In my prior experience doing QA in the software industry, we had the thumbscrews put on us numerous times to ship software that we didn't think was ready to go out the door. Talk to anyone in QA... the pressure is definitely there. All the 80 hour weeks leading up to a major release don't matter, because if there are still bugs in the software, it is obviously your fault for them being there, right?!
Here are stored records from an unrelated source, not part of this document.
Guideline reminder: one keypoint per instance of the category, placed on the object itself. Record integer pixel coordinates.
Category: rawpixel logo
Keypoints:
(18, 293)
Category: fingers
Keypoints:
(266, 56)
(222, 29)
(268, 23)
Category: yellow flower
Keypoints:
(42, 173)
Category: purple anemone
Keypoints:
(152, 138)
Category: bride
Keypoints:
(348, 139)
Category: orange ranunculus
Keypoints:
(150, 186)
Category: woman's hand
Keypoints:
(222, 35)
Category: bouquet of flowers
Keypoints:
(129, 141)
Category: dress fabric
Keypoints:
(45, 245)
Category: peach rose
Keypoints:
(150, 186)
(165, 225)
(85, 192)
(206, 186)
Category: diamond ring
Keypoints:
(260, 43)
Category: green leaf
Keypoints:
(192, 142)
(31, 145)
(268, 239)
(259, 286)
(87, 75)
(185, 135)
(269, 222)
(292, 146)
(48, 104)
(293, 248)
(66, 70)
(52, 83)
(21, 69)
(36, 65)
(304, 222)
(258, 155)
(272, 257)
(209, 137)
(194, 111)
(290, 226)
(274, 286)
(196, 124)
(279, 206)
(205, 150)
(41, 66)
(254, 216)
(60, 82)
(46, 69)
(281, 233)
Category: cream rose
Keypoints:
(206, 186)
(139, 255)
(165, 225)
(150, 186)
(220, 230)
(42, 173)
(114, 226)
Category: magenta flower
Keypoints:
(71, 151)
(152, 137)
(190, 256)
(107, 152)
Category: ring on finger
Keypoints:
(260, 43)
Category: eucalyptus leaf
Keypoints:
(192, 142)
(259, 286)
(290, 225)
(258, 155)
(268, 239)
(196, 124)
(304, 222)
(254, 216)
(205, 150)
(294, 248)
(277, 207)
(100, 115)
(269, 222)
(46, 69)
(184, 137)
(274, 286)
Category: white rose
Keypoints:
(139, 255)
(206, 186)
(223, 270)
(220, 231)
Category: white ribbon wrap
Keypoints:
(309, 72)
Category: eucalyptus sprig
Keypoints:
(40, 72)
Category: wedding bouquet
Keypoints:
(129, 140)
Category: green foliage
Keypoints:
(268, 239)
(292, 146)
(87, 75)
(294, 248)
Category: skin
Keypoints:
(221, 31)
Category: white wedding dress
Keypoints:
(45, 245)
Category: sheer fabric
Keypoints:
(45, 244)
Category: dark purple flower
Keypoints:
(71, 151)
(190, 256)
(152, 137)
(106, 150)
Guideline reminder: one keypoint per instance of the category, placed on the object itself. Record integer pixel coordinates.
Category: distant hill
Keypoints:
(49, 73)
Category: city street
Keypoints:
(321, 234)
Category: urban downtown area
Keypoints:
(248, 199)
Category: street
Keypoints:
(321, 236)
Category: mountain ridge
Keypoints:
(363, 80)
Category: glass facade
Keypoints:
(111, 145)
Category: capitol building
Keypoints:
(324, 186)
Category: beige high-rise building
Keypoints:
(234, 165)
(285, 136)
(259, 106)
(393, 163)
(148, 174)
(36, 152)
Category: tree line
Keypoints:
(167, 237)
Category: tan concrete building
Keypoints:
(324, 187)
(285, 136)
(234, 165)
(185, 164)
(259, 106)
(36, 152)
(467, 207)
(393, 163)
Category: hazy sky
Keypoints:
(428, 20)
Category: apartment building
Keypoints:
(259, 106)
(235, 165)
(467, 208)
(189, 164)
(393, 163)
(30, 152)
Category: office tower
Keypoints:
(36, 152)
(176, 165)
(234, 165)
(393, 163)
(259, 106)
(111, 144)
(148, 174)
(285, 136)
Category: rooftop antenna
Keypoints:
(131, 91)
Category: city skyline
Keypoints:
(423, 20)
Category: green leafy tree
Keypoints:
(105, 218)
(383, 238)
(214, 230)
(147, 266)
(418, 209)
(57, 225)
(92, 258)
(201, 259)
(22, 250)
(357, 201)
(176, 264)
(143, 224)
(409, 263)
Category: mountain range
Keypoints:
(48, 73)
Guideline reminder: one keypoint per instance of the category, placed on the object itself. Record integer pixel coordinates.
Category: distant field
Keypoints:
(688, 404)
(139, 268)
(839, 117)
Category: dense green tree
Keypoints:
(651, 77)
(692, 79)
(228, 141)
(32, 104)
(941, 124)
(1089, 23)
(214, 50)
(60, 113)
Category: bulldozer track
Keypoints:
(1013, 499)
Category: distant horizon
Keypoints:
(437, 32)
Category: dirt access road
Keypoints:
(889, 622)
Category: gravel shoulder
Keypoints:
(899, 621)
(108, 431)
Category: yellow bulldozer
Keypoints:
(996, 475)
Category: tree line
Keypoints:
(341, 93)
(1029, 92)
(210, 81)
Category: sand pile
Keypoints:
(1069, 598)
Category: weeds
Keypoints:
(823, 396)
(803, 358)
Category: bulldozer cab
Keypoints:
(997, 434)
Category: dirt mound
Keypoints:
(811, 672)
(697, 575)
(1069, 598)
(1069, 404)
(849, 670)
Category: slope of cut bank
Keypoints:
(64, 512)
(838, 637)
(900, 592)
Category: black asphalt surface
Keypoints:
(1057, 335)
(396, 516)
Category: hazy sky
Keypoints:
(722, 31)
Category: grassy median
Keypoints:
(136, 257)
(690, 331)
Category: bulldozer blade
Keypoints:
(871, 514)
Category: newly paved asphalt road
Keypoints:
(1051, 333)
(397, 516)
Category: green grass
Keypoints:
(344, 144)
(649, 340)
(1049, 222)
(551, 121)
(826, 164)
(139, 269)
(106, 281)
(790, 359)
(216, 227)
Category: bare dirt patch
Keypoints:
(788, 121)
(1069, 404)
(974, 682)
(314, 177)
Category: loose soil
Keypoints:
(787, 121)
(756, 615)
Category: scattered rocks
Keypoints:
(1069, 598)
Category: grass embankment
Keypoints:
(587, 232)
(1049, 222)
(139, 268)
The answer, I think, isn't just open source. The answer is for some sort of open source group to work with companies to not only adopt open source software as a standard within x amount of time, but also to dedicate money to hiring developers to improve the software they use. If these two elements could be combined somehow, a lot more progress would be made and everyone would benefit.
posted by insomnia_lj at 3:05 AM on October 21, 2001


I think the difference now is that this story covers the issues at the CIO level. In the past, the CIOs of the world were generally not aware/concerned of the problems in the software they'd purchased (after all, the sales guy assured him it was great over that four-figure dinner) and might even have blamed their staff for the implementation problems. This lead to people sneaking in other software or, if possible, not using the software at all - all quite unofficial and while it made their lives easier, it doesn't hurt the vendor.

If enough top-level managers realize how their traditional trust of the software and hardware vendors has been abused and start demanding better quality, we might see changes happen much faster than if the changes creap in from the bottom. A single large company announcing that, say, it will be using StarOffice 6 instead of Office XP would get a great deal of from Redmond.